January is a special month for Rob Stewart. Not only does this January mark 17 years since he joined Newton Investment Management, but also his son was born the day before he started at the company.
In those 17 years, Mr Stewart, the company’s head of responsible investment research, has seen big changes in the investment sector.
The particular area within his purview is all that comes under the umbrella of environmental, social and governance investing.
There was a time in the industry when ESG was wholly treated as an abstract concept, but the tide has been turning. ESG investing is becoming more integrated into investment processes – a trend that Mr Stewart saysNewton was an early adopter of before the City caught on.
“We were spending money on this when nobody wanted to talk about ESG analysis,” he notes.
Political and consumer attitudes towards the environment and company behaviour has been a key driver behind the change.

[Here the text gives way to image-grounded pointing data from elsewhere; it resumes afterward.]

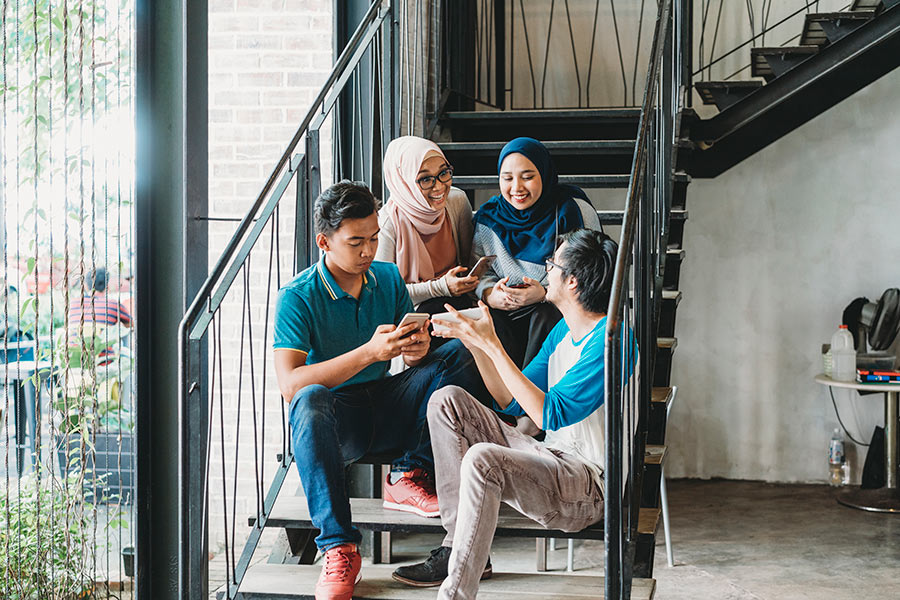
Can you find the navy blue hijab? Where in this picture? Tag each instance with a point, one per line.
(530, 234)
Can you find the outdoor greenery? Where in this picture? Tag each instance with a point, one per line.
(66, 175)
(45, 545)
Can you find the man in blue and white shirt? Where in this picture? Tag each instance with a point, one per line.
(480, 461)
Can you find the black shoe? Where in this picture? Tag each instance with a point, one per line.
(433, 571)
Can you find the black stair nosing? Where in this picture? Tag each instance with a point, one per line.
(814, 30)
(292, 512)
(554, 146)
(808, 90)
(585, 181)
(265, 581)
(615, 217)
(547, 114)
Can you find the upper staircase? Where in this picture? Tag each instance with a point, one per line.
(837, 54)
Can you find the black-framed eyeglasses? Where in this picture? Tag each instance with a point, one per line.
(427, 182)
(549, 264)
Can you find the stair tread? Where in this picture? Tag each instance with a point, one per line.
(586, 181)
(667, 343)
(549, 113)
(654, 454)
(265, 581)
(557, 145)
(369, 514)
(661, 395)
(614, 217)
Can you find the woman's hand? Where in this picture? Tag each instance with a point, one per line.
(532, 293)
(504, 297)
(459, 285)
(496, 297)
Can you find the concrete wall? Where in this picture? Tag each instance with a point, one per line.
(776, 248)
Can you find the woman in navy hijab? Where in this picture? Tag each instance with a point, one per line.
(520, 227)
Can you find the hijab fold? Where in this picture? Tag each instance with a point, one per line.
(530, 234)
(408, 208)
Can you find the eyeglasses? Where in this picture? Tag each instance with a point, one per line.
(549, 264)
(427, 182)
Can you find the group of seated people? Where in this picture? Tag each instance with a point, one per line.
(534, 347)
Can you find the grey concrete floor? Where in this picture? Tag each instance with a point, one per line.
(733, 540)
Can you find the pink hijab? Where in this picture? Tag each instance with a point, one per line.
(409, 210)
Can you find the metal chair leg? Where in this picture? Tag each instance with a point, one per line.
(664, 500)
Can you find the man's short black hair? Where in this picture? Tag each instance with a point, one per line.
(344, 200)
(590, 257)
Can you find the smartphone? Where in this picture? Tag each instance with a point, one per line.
(480, 267)
(417, 318)
(471, 313)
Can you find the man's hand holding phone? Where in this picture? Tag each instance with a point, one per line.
(407, 338)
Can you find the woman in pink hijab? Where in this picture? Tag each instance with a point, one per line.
(426, 226)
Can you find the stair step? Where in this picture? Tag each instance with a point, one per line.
(820, 29)
(588, 182)
(666, 343)
(655, 454)
(569, 156)
(294, 582)
(550, 124)
(615, 217)
(292, 512)
(723, 94)
(867, 5)
(672, 296)
(770, 63)
(662, 396)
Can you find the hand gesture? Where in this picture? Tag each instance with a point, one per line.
(459, 284)
(473, 333)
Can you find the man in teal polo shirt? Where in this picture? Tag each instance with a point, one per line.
(335, 334)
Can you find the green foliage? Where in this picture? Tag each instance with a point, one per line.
(45, 540)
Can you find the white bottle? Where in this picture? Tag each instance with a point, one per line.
(843, 355)
(836, 459)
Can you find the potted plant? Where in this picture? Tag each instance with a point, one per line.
(95, 422)
(45, 540)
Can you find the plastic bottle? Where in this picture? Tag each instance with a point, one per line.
(836, 459)
(843, 355)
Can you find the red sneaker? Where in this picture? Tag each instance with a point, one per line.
(414, 492)
(339, 574)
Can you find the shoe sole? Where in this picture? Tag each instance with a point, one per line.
(487, 574)
(412, 509)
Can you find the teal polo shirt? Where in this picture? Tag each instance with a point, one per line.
(315, 316)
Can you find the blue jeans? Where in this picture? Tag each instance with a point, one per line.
(331, 429)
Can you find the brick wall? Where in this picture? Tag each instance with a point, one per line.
(268, 60)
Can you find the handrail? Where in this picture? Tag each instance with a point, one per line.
(377, 12)
(196, 322)
(646, 206)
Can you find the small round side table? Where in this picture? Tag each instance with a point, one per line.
(886, 499)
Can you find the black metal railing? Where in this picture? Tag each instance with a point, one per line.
(638, 272)
(724, 32)
(226, 392)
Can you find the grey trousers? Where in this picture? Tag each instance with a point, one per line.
(479, 463)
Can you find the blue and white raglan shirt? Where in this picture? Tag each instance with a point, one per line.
(570, 373)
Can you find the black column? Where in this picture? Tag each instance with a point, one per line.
(171, 260)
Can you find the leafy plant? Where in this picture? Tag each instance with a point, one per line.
(45, 540)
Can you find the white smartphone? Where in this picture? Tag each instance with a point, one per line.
(417, 318)
(471, 313)
(481, 266)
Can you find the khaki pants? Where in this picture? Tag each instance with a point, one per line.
(479, 463)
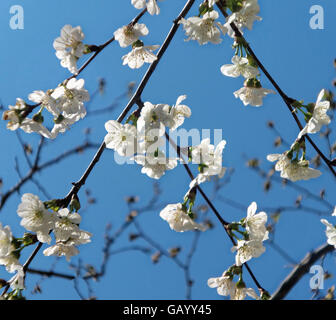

Mr Stewart says: “What clients want has developed. Our clients have come to us saying, ‘We really love what you are doing with this ESG, but we would like you to take it a bit of a step further’, so that is where our sustainable strategy has come into play.
“We are interested in having portfolios that are dynamic, forward-thinking and are trying to solve some of the problems people are interested in, while also delivering good returns.”
An example of how Newton applies ESG into its process is that when an analyst finds a stock they are interested in, they will speak with Mr Stewart’s team, who will draw up a full ESG report highlighting the risks and opportunities that are material to the fund.
In addition to financial measures, the company evaluates factors such as environmental impacts, social standards and the effectiveness of people in charge.
Mr Stewart adds: “If we decide to own this stock, there are issues we would look to engage this company on, things we would be interested to know more about, so we might talk to the company. We do all of this before we decide to invest.”
Newton does not just want to invest in companies that are already seen as great, but it wants to drive change in companies that have potential, and have areas that need improving.
As change in the ESG arena of the investment sector continues, the biggest driver is sure to be regulation.
The Financial Conduct Authority is consulting on new rules to improve climate-related disclosures by certain issuers and clarifying existing obligations.
The UN’s sustainable development goals also provide an important benchmark for managers of sustainable funds to align themselves with.
There are 17 goals in total that provide a vital reference point for managers looking to identify and monitor ethical credentials.
In the meantime, there is a gap between what investors want and how they can access the funds.